And the testing corpus looks like this:


In [6]:
print(test_corpus[:2])


[['the', 'national', 'executive', 'of', 'the', 'strife', 'torn', 'democrats', 'last', 'night', 'appointed', 'little', 'known', 'west', 'australian', 'senator', 'brian', 'greig', 'as', 'interim', 'leader', 'shock', 'move', 'likely', 'to', 'provoke', 'further', 'conflict', 'between', 'the', 'party', 'senators', 'and', 'its', 'organisation', 'in', 'move', 'to', 'reassert', 'control', 'over', 'the', 'party', 'seven', 'senators', 'the', 'national', 'executive', 'last', 'night', 'rejected', 'aden', 'ridgeway', 'bid', 'to', 'become', 'interim', 'leader', 'in', 'favour', 'of', 'senator', 'greig', 'supporter', 'of', 'deposed', 'leader', 'natasha', 'stott', 'despoja', 'and', 'an', 'outspoken', 'gay', 'rights', 'activist'], ['cash', 'strapped', 'financial', 'services', 'group', 'amp', 'has', 'shelved', 'million', 'plan', 'to', 'buy', 'shares', 'back', 'from', 'investors', 'and', 'will', 'raise', 'million', 'in', 'fresh', 'capital', 'after', 'profits', 'crashed', 'in', 'the', 'six', 'months', 'to', 'june', 'chief', 'executive', 'paul', 'batchelor', 'said', 'the', 'result', 'was', 'solid', 'in', 'what', 'he', 'described', 'as', 'the', 'worst', 'conditions', 'for', 'stock', 'markets', 'in', 'years', 'amp', 'half', 'year', 'profit', 'sank', 'per', 'cent', 'to', 'million', 'or', 'share', 'as', 'australia', 'largest', 'investor', 'and', 'fund', 'manager', 'failed', 'to', 'hit', 'projected', 'per', 'cent', 'earnings', 'growth', 'targets', 'and', 'was', 'battered', 'by', 'falling', 'returns', 'on', 'share', 'markets']]

Notice that the testing corpus is just a list of lists and does not contain any tags.

Training the Model

Instantiate a Doc2Vec Object

Now, we'll instantiate a Doc2Vec model with a vector size with 50 words and iterating over the training corpus 10 times. We set the minimum word count to 2 in order to give higher frequency words more weighting. Model accuracy can be improved by increasing the number of iterations but this generally increases the training time.


In [7]:
model = gensim.models.doc2vec.Doc2Vec(size=50, min_count=2, iter=10)

Build a Vocabulary


In [8]:
model.build_vocab(train_corpus)

Essentially, the vocabulary is a dictionary (accessible via model.vocab) of all of the unique words extracted from the training corpus along with the count (e.g., model.vocab['penalty'].count for counts for the word penalty).

Time to Train

If the BLAS library is being used, this should take no more than 2 seconds.

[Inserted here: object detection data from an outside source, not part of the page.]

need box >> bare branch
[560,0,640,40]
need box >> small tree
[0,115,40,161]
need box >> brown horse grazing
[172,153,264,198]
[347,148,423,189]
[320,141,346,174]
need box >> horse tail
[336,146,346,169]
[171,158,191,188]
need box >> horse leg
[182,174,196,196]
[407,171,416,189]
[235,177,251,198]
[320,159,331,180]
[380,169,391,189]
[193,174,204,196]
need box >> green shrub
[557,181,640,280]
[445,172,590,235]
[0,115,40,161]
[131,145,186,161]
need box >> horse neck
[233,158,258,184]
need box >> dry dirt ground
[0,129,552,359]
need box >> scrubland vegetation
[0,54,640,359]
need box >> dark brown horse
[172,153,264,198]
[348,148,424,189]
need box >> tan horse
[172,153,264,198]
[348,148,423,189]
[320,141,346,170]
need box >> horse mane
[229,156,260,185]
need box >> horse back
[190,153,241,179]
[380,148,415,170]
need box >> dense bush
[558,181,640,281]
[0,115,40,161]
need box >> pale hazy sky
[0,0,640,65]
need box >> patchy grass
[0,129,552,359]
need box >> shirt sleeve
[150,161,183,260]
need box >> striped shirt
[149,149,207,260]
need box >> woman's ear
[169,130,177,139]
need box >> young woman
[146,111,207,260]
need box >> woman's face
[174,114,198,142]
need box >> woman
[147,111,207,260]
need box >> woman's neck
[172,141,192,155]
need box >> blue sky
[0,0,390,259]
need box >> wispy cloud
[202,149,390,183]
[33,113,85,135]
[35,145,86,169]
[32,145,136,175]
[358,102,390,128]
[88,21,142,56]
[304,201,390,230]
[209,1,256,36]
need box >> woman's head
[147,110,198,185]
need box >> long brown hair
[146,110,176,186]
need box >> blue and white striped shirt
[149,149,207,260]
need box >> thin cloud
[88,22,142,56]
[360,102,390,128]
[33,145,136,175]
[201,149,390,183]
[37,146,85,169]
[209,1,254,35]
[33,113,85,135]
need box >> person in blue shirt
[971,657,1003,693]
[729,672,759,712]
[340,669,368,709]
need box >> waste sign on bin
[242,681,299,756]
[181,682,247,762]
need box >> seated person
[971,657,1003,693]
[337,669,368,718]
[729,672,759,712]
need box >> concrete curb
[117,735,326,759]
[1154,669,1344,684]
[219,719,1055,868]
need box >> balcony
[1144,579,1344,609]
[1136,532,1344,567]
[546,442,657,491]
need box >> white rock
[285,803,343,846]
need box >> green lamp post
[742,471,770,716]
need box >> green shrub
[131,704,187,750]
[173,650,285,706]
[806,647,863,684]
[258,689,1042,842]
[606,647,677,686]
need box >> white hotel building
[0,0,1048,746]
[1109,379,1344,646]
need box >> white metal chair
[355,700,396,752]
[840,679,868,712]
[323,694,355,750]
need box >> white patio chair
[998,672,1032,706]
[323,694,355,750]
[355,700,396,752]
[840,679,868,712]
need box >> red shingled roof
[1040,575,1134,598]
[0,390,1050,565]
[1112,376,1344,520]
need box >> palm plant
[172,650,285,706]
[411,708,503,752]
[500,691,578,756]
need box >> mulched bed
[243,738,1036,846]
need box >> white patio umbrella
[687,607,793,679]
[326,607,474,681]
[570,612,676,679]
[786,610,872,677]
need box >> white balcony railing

If the BLAS library is not being used, this should take no more than 2 minutes, so use BLAS if you value your time.


In [9]:
%time model.train(train_corpus)


CPU times: user 1.03 s, sys: 4.04 ms, total: 1.03 s
Wall time: 1.02 s
Out[9]:
554260

Inferring a Vector

One important thing to note is that you can now infer a vector for any piece of text without having to re-train the model by passing a list of words to the model.infer_vector function. This vector can then be compared with other vectors via cosine similarity.


In [10]:
model.infer_vector(['only', 'you', 'can', 'prevent', 'forrest', 'fires'])


Out[10]:
array([ 0.01498613, -0.04319233, -0.09383711, -0.11391422,  0.01824722,
       -0.08820333, -0.10123429, -0.04619413,  0.06180811,  0.00963261,
        0.01016402, -0.04718231,  0.03931789,  0.00525723,  0.03888206,
       -0.03022155,  0.05980202, -0.07421142, -0.00868064,  0.06489716,
       -0.03265649, -0.01281992,  0.18542686, -0.03033197,  0.0381287 ,
       -0.05379254, -0.02662263, -0.07465494, -0.04721382, -0.01964734,
        0.02553383, -0.03766384,  0.02129765,  0.11965464, -0.03847834,
        0.01352374,  0.06914927, -0.02476629,  0.0576441 , -0.04563627,
        0.05643371,  0.031572  ,  0.01302914,  0.01272549,  0.09680226,
       -0.00038328,  0.04555022,  0.04019492, -0.06818081, -0.02148021], dtype=float32)

Assessing Model

To assess our new model, we'll first infer new vectors for each document of the training corpus, compare the inferred vectors with the training corpus, and then returning the rank of the document based on self-similarity. Basically, we're pretending as if the training corpus is some new unseen data and then seeing how they compare with the trained model. The expectation is that we've likely overfit our model (i.e., all of the ranks will be less than 2) and so we should be able to find similar documents very easily. Additionally, we'll keep track of the second ranks for a comparison of less similar documents.


In [11]:
ranks = []
second_ranks = []
for doc_id in range(len(train_corpus)):
    inferred_vector = model.infer_vector(train_corpus[doc_id].words)
    sims = model.docvecs.most_similar([inferred_vector], topn=len(model.docvecs))
    rank = [docid for docid, sim in sims].index(doc_id)
    ranks.append(rank)
    
    second_ranks.append(sims[1])

Let's count how each document ranks with respect to the training corpus


In [12]:
collections.Counter(ranks)  #96% accuracy


Out[12]:
Counter({0: 292, 1: 8})

Basically, greater than 95% of the inferred documents are found to be most similar to itself and about 5% of the time it is mistakenly most similar to another document. This is great and not entirely surprising. We can take a look at an example:


In [13]:
print('Document ({}): «{}»\n'.format(doc_id, ' '.join(train_corpus[doc_id].words)))
print(u'SIMILAR/DISSIMILAR DOCS PER MODEL %s:\n' % model)
for label, index in [('MOST', 0), ('MEDIAN', len(sims)//2), ('LEAST', len(sims) - 1)]:
    print(u'%s %s: «%s»\n' % (label, sims[index], ' '.join(train_corpus[sims[index][0]].words)))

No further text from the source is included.